I've written a general DAG processor/workflow engine/metascheduler/whatever you want to call it. It's used by various physics and astronomy experiments. I've interfaced it with the Grid/DIRAC, Amazon, LSF, Torque, PBS, SGE, and Crays. There's nothing in it that precludes Docker jobs from running. I've implemented a mixed-mode (Streaming+batch processing + more DAG) version of it which just uses job barriers to do the setup and ZeroMQ for inter-job communication. I think something like Spark's resilient distributed dataset would be nice here as well.
We don't use hadoop because, as was said, because it's narrow in scope and it's not a good general purpose DAG/Workflow Engine/Pipeline.
I think this is a small improvement, but I don't really see it being much better than hadoop, or HTCondor, or Spark.
HTCondor is pretty amazing. I think somebody should be building a modern HTCondor, not a modern Hadoop.
Our feeling is that there's a big difference between having projects like this in the ecosystem and having a canonical implementation that comes preloaded in the software. "Batteries included but removable" is the best phrasing of this we've found (stolen from Docker). I've seen tons of pipeline management tools in the Hadoop ecosystem (even contributed to some) it's not that they're bad it's just that they're not standardized. This winds up being a huge cost because if 2 companies use different pipeline management it gets a lot harder to reuse code.

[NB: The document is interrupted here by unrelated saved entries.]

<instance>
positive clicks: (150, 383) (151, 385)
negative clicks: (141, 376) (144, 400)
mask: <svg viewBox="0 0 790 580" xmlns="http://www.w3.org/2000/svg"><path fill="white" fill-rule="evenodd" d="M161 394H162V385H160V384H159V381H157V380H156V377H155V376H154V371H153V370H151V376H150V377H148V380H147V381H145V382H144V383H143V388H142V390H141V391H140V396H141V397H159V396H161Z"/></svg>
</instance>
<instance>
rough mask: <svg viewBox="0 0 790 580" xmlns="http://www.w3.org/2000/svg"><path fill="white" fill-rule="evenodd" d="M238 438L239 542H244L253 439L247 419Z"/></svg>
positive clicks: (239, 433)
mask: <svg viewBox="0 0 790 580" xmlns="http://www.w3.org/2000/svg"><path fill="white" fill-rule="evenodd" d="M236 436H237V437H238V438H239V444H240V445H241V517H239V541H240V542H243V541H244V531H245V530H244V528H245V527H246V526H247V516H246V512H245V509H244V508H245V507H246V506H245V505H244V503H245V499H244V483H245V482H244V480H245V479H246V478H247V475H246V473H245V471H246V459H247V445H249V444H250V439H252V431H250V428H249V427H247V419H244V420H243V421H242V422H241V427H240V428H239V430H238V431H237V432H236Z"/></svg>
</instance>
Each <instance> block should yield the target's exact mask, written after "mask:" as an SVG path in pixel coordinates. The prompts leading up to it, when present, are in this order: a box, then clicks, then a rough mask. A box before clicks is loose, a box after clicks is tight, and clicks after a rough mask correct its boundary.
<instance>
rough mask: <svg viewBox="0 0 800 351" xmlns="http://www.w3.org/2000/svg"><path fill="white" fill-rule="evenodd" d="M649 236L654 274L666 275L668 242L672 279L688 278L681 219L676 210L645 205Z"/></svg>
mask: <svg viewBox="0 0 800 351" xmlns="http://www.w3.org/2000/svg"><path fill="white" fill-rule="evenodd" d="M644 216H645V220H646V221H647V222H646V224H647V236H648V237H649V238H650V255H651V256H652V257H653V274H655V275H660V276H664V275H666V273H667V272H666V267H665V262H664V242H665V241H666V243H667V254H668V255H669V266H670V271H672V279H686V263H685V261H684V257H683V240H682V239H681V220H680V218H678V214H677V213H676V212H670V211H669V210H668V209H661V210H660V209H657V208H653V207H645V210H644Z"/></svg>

I think etcd is a pretty good example of this. Etcd is basically a database (that's the way CoreOS describes it) by database standards it's pretty crappy. But it's simple and it's on every CoreOS installation so you can use it without making your software a ton harder to deploy.
Hope this clears some stuff up!
A bug-free, cross platform, rock-solid HTCondor would be great. Sadly the existing HTCondor is a buggy turd. I've fixed some stuff in it and a lot of the code is eye-roll worthy. I can practically guarantee you hours of wondering why something that by any reasonable expectation should be working isn't working, and not giving any meaningful error message.
But like you said, a really solid HTCondor rewrite with the Stork stuff baked in would pretty much be all anyone should need, I think. It's not like you'd even really need to dramatically re-architect the thing. The problems with HTCondor really are mostly just code quality and the user experience.
How big are the data sets? How does it compare with the MapReduce paradigm?
I see there is this Dagman project which sounds similar to some of the newer Big Data frameworks that use a DAG model. I will make an uneducated guess that it deals with lots of computation on smaller sized data (data that fits on a machine). Maybe you have 1 GB or 10 GB of data that you want to run through many (dozens?) of transformations. So you need many computers to do the computation, but not necessarily to store the data.
I would guess another major difference is that there is no shuffle (distributed sort)? That is really what distinguishes MapReduce from simple parallel batch processing -- i.e. the thing that connects the Map and Reduce steps (and one of the harder parts to engineer).
In MapReduce you often have data much bigger than a single machine, e.g. ~100 TB is common, but you are doing relatively little computation on it. Also MapReduce tolerates many node failures and thus scales well (5K+ machines for a single job), and tries to reign in stragglers to reduce completion time.
I am coming from the MapReduce paradigm... I know people were doing "scientific computing" when I was in college but I never got involved in it :-( I'm curious how the workloads differ.